Già all’inizio di quest’anno, discutevamo animatamente su quanto fosse paradossale l’annuncio del Ministro dell’Interno Minniti di voler costruire un CIE in ogni regione. E di quanto tutto questo riportasse tristemente la memoria indietro ai proclami di Maroni. Eppure, trascorsi alcuni mesi, ecco che i propositi del ministro Minniti cominciano a concretizzarsi, a seguito anche della conversione in legge del Decreto Minniti-Orlando n.13/2017 avvenuta lo scorso 12 aprile. Il Viminale ha, infatti, annunciato la costruzione di undici nuovi centri permanenti per i rimpatri (ammantati di un nuovo nome “CPR”, ma di fatto risorti, nella maggior parte dei casi, sulle ceneri dei vecchi CIE, alcuni chiusi da tempo) per far fronte alla cosiddetta “emergenza migranti”. L’elenco è stato comunicato lunedì 8 maggio alle Regioni dal ministero dell’Interno. E la lista, pubblicata successivamente dal Corriere della Sera: in Lombardia si utilizzerà la Caserma di Montichiari, in Friuli Venezia Giulia il centro di Gradisca d’Isonzo, in Piemonte il vecchio Cie, nel Lazio il centro di Ponte Galeria, a Roma, in Campania la Caserma Andolfato di Santa Maria Capua Vetere, in Basilicata Palazzo San Gervaso, in Sardegna il carcere dismesso di Iglesias, in Sicilia il Cie di Caltanissetta, in Emilia Romagna il Cie di Modena, in Puglia il Cie di Bari Paese, in Calabria la struttura di Mormanno. In tutto si tratta di 1.100 posti, destinati ad aumentare. Anche Veneto, Liguria e Toscana dovranno, poi individuare un luogo in cui sistemare almeno cento persone per regione.
Ovviamente questo annuncio segue un reiterato balletto di cifre e percentuali sui futuri sbarchi (o “invasioni”, a detta della stampa), che anch’esso si ripete ciclicamente prima di ogni estate.
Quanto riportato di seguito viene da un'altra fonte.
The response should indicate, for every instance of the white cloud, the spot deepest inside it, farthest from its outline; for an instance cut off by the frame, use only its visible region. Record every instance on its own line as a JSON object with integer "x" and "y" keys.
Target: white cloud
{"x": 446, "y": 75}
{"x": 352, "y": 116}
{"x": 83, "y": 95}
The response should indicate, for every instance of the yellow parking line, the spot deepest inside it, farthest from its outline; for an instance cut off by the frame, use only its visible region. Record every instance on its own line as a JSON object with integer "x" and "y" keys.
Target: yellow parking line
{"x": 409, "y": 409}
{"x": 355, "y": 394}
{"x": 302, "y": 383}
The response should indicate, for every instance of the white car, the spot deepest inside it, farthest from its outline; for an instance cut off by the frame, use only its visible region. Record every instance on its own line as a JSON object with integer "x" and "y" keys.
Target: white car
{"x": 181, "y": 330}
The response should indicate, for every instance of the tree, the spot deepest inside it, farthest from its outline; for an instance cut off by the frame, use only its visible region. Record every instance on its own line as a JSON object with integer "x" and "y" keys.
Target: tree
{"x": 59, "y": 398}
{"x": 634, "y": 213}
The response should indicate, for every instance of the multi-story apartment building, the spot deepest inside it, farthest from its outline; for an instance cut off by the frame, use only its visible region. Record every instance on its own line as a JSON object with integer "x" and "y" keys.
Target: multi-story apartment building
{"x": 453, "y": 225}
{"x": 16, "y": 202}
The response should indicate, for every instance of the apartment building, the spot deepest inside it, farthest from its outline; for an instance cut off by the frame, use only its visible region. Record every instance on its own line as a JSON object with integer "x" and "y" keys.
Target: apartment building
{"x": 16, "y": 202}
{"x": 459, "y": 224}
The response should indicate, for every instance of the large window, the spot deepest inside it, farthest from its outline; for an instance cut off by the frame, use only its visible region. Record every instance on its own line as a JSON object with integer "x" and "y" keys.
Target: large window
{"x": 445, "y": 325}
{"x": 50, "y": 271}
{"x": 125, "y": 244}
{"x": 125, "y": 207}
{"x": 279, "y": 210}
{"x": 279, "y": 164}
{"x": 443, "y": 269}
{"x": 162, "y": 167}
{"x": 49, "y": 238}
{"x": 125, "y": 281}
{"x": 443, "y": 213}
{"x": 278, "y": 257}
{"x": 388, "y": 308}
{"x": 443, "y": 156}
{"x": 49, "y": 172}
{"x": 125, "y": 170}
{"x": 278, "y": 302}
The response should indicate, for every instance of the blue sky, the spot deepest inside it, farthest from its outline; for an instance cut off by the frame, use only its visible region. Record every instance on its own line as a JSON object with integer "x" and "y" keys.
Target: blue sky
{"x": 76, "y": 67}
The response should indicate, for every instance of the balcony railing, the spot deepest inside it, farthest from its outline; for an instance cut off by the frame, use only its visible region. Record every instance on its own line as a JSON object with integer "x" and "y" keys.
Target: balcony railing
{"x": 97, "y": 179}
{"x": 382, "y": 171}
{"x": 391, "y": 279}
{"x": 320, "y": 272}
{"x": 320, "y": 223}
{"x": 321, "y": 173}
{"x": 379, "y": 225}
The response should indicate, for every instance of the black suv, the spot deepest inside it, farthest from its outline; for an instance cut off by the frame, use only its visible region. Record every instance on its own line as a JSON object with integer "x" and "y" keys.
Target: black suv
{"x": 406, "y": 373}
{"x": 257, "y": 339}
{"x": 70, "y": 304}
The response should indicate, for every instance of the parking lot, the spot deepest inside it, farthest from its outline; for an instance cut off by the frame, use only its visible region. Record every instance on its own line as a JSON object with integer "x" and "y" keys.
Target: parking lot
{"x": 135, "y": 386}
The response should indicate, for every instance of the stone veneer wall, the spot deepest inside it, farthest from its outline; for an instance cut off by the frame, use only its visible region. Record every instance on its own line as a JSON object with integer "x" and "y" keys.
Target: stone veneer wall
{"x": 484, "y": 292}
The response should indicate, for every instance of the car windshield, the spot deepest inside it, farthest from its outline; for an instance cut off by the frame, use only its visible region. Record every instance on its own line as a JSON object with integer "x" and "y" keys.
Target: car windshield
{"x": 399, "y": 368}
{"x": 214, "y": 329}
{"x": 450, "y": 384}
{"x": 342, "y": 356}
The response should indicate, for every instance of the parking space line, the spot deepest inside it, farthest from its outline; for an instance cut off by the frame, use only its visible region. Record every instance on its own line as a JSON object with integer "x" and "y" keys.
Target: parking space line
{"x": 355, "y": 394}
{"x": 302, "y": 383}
Secondo i dati dell’Unchr, infatti, solo nell’ultimo fine settimana sono 6mila gli arrivi per un totale di 43mila migranti arrivati in Italia da inizio anno, oltre 10mila in più del 2016. Aumentano, tuttavia, anche i morti nel Mediterraneo (a dispetto di quanto sostenuto nell’aspra polemica che vede coinvolte le ONG): sempre secondo i dati dell’agenzia Onu sono oltre 1.300 i morti dall’inizio dell’anno, 250 solo nell’ultimo fine settimana. La media dei morti in mare quindi sarebbe di oltre dieci al giorno. Cifre da brivido che dovrebbero far riflettere ben oltre le polemiche di questi ultimi giorni.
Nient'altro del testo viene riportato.